The NAND comes from Micron anyway. [seagate.com]
[SIG] 10/28/2017: Soylent Upgrade v14 [soylentnews.org]
(Score: 4, Touché) by Dunbal on Tuesday August 09 2016, @11:30PM
Yeah that's what happens when you lose your reputation. I'll wait for some other sucker to take the risk in collecting the data.
(Score: 2) by urza9814 on Friday August 12 2016, @12:53AM
At least it's not Western Digital...they're currently showing about twice the failure rate of Seagate. Seagate had a couple crappy years but they're not doing too bad lately:
http://www.pcworld.com/article/3071180/storage/who-makes-the-most-reliable-hard-drive-latest-backblaze-survey-claims-to-know.html [pcworld.com]

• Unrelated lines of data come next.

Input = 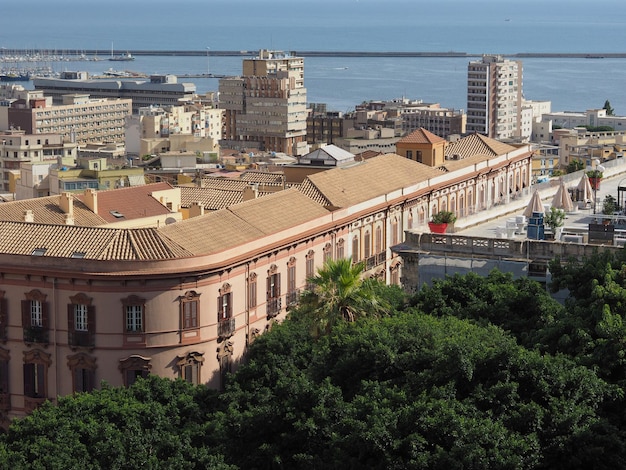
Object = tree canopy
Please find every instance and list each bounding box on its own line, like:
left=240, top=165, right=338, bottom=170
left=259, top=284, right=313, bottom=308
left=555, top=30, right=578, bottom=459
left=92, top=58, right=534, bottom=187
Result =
left=0, top=262, right=626, bottom=469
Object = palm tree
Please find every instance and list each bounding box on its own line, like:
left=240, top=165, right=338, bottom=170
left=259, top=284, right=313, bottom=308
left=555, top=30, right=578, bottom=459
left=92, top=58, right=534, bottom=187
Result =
left=303, top=258, right=388, bottom=334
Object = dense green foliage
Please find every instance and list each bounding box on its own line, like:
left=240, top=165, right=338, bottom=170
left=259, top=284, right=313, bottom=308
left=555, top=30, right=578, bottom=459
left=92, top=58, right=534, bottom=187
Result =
left=0, top=253, right=626, bottom=469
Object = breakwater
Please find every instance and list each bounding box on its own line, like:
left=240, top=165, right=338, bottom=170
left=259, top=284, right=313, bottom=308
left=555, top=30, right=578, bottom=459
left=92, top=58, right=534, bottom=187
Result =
left=0, top=49, right=626, bottom=62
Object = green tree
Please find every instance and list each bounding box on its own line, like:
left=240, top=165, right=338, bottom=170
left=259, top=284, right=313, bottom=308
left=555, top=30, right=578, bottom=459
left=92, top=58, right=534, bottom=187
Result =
left=302, top=258, right=389, bottom=333
left=0, top=376, right=232, bottom=469
left=410, top=269, right=563, bottom=348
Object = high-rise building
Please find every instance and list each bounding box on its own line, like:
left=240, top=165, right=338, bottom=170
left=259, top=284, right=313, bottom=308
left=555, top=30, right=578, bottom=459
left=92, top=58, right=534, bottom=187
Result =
left=467, top=55, right=522, bottom=139
left=219, top=49, right=307, bottom=155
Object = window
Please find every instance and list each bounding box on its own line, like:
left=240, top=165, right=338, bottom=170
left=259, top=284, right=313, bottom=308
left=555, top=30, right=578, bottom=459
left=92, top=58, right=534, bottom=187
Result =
left=122, top=295, right=145, bottom=333
left=176, top=352, right=204, bottom=385
left=266, top=264, right=282, bottom=317
left=24, top=349, right=52, bottom=411
left=126, top=305, right=143, bottom=332
left=337, top=238, right=345, bottom=259
left=374, top=225, right=383, bottom=254
left=180, top=291, right=200, bottom=330
left=248, top=273, right=257, bottom=308
left=217, top=283, right=235, bottom=339
left=324, top=243, right=333, bottom=263
left=119, top=354, right=152, bottom=387
left=67, top=294, right=96, bottom=347
left=0, top=348, right=11, bottom=411
left=22, top=289, right=48, bottom=344
left=352, top=235, right=360, bottom=263
left=306, top=250, right=315, bottom=290
left=67, top=353, right=96, bottom=393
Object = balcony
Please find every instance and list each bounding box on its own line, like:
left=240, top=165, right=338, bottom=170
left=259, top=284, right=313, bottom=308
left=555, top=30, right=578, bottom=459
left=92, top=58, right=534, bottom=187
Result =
left=67, top=331, right=96, bottom=348
left=365, top=251, right=387, bottom=270
left=286, top=289, right=300, bottom=308
left=24, top=326, right=48, bottom=345
left=267, top=297, right=283, bottom=318
left=217, top=317, right=235, bottom=339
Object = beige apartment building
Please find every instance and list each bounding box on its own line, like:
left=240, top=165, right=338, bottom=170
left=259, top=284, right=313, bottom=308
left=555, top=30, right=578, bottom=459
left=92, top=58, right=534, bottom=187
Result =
left=219, top=49, right=307, bottom=155
left=0, top=129, right=78, bottom=197
left=126, top=103, right=224, bottom=157
left=467, top=55, right=523, bottom=139
left=8, top=94, right=132, bottom=144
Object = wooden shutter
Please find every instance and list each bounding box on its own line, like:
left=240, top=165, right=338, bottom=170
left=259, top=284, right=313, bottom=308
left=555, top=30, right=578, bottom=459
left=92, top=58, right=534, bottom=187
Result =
left=87, top=305, right=96, bottom=346
left=41, top=302, right=50, bottom=330
left=22, top=300, right=32, bottom=328
left=22, top=364, right=35, bottom=397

Western Digital is the only brand of hard drive I will no longer purchase under any circumstances. They *always* fail...
(Score: 1, Insightful) by Anonymous Coward on Wednesday August 10 2016, @02:31AM
I and several friends have 2-3 decades each of using and supporting computers. Guess which hard drive brand has been consistently crappier than the rest for all of us over those many years and continues to be today. Three guesses, first two don't count.
Micron may know memory, but Seagate has a long-earned reputation when it comes to storage. Let someone else be their guinea pig with this.
(Score: 1, Touché) by Anonymous Coward on Wednesday August 10 2016, @02:45PM
Their biggest customer for this will be NSA. All things considered this may be a "good" thing.